The Department of Physics and Astronomy proudly presents a colloquium featuring Dr. Alexander Hexemer of the Lawrence Berkeley National Laboratory. Dr. Hexemer will present his talk, “Addressing the Data Challenge in Small Angle Scattering”, Tuesday, Oct. 20 at 4:10 p.m. in Webster B17.

Meet for refreshments before the lecture at 3:45 – 4:10 p.m. in the foyer on floor G above the lecture hall.
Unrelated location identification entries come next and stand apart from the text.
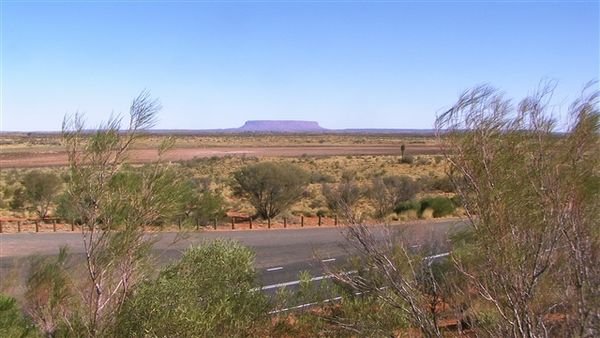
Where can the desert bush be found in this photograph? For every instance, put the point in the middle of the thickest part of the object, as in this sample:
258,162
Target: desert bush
529,193
209,292
443,184
389,191
49,294
12,321
211,206
342,196
17,202
441,206
318,177
40,189
407,205
114,205
270,187
407,159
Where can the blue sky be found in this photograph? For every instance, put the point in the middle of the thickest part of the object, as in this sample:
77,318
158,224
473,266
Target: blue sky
345,64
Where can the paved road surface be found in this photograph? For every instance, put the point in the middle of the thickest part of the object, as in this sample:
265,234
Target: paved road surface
280,254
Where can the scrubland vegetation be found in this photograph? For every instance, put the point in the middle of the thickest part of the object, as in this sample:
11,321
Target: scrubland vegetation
526,265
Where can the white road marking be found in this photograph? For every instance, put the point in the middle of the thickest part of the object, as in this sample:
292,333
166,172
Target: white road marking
296,282
438,255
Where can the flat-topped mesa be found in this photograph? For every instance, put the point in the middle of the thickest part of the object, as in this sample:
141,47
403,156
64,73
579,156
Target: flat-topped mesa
281,126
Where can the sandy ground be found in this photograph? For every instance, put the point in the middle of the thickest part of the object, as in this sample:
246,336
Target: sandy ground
40,158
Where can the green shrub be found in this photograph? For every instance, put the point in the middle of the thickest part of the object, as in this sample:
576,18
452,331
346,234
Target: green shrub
442,184
407,205
208,293
270,187
12,321
407,159
441,206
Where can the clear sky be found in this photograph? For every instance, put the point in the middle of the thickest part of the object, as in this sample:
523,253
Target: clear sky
346,64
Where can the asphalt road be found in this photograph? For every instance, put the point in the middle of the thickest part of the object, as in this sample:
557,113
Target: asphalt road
280,254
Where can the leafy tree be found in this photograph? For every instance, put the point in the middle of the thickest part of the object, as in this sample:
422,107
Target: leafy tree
389,191
40,189
49,296
114,206
12,321
211,205
209,292
270,187
342,196
17,202
532,198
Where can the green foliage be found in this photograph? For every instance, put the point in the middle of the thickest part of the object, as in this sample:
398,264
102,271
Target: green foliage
407,159
209,292
443,184
17,202
270,187
40,189
211,205
12,321
441,206
49,298
407,205
389,191
342,197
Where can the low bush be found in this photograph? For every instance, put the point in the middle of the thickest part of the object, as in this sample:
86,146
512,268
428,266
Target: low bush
407,159
407,205
12,321
210,292
441,206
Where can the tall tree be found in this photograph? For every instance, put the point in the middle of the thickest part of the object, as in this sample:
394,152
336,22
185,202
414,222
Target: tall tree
114,206
270,187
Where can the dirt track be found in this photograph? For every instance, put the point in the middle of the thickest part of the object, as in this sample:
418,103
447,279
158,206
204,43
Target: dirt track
33,158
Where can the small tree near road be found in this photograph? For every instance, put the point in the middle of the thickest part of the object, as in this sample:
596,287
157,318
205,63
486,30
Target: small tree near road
387,192
40,190
270,187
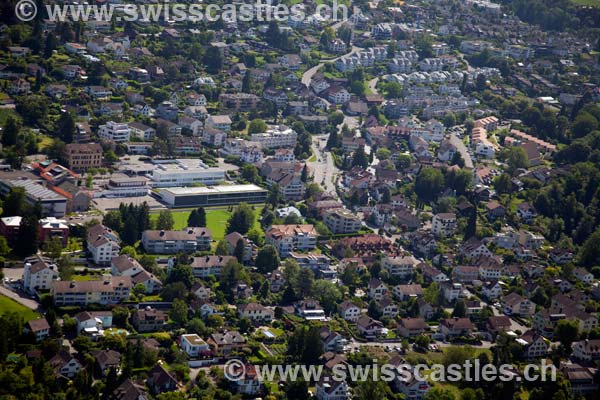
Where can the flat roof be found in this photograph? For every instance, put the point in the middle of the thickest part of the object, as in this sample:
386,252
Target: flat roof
221,189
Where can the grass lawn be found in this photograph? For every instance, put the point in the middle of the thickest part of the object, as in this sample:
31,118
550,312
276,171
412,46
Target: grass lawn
216,221
587,3
9,305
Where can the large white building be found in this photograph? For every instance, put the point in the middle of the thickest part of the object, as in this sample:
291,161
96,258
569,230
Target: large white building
443,224
186,173
187,240
401,266
38,273
108,290
276,136
103,244
115,132
342,221
287,238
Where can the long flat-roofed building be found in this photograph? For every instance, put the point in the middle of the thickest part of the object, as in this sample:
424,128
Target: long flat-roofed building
53,204
213,196
109,290
185,173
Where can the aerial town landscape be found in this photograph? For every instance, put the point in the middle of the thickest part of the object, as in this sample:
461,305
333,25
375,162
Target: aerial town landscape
415,184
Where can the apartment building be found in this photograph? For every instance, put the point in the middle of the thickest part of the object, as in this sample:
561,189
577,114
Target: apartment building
239,101
83,156
114,132
187,240
342,221
443,224
38,273
287,238
103,244
109,290
400,266
275,137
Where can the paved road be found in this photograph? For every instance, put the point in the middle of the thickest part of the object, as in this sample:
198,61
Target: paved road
323,168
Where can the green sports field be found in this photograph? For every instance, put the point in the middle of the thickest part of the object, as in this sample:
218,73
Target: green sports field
216,221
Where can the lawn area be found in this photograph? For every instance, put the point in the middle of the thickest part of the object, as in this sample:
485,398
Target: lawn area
9,305
587,3
216,221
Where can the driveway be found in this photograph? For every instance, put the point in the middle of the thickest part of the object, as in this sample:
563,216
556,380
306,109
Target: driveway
323,168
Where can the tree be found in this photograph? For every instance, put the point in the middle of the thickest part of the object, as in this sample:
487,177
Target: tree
439,393
66,127
222,248
247,83
589,254
213,59
201,216
250,173
503,183
360,158
304,174
566,332
305,282
65,267
181,273
193,219
165,221
240,250
257,126
28,236
584,123
241,220
516,158
10,131
429,183
333,141
4,250
179,312
374,311
53,248
267,259
449,119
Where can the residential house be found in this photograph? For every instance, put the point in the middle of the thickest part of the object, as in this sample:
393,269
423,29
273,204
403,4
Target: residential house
39,328
514,304
368,327
349,311
411,327
256,313
455,327
187,240
287,238
225,343
377,289
160,380
193,345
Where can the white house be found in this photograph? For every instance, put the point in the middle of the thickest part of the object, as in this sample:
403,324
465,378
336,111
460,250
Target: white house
443,224
349,311
193,345
38,274
331,389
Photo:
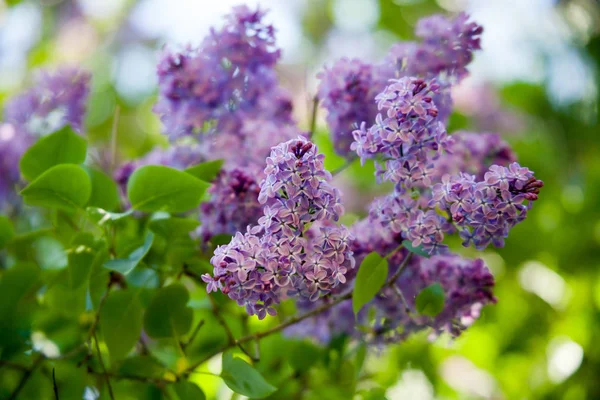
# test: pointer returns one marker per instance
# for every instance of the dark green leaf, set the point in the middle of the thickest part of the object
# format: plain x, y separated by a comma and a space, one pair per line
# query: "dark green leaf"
417, 250
304, 355
7, 231
430, 301
103, 217
16, 283
121, 317
370, 278
158, 188
207, 171
187, 391
64, 186
168, 314
105, 194
172, 228
61, 147
242, 378
126, 265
Abstract: The advent of high brightness sources, fast detectors and the increasing need of time-resolved experiments in small angle scattering has created an unprecedented data deluge and the needs for combining X-ray science with computer science. Over the last few years we have worked closely with our computational research and supercomputer division to enable the use of supercomputers at scattering beamlines. The dream of such a superfacility would be immediate feedback for scientist during experiments. Such Real-time feedback to scientists during beamtimes is a capability critically needed, however, this dream has not been realized yet. Scattering methods like SAXS and GISAXS (Grazing Incidence Small Angel X-Ray Scattering) generates reciprocal space data that cannot be directly analysed for the underlying material structure. Rather, reverse Monte Carlo and other fitting methods are employed to reverse engineer the sample material. HipGISAXS (High Performance GISAXS) has been developed to run scattering simulations on massively parallel platforms such as the Oak Ridge Supercomputer Titan (OLCF), scalable to thousands of GPUs. Further, with inverse modelling algorithms available in HipGISAXS, such as particle swarm optimization, it can handle a large number of simulations simultaneously during the structure fitting process. In September of 2014 HipGISAXS was used in a real time demonstration that married the SAXS/WAXS beamline at the ALS with the data handling and processing capabilities at NERSC, and simulation capabilities of running at-scale simulations on Titan at OLCF. To accomplish the goal of real time data analysis, we fed the data management and workflow SPOT Suite infrastructure running at NERSC directly with data taken at the beamline. The data was reduced automatically and pushed into CADES at ORN using the high-performance data transfer capabilities of Globus Online. The demo involved the printing of organic photovoltaics using a slot‐die printer installed at the SAXS/WAXS breeamline. Over the span of 3 days many different organic photovoltaics were printed at the beamline and the crystal structure evolution during drying was recorded using GIWAXS. The entire progress of data collection, movement and fitting was monitored on a web dashboard.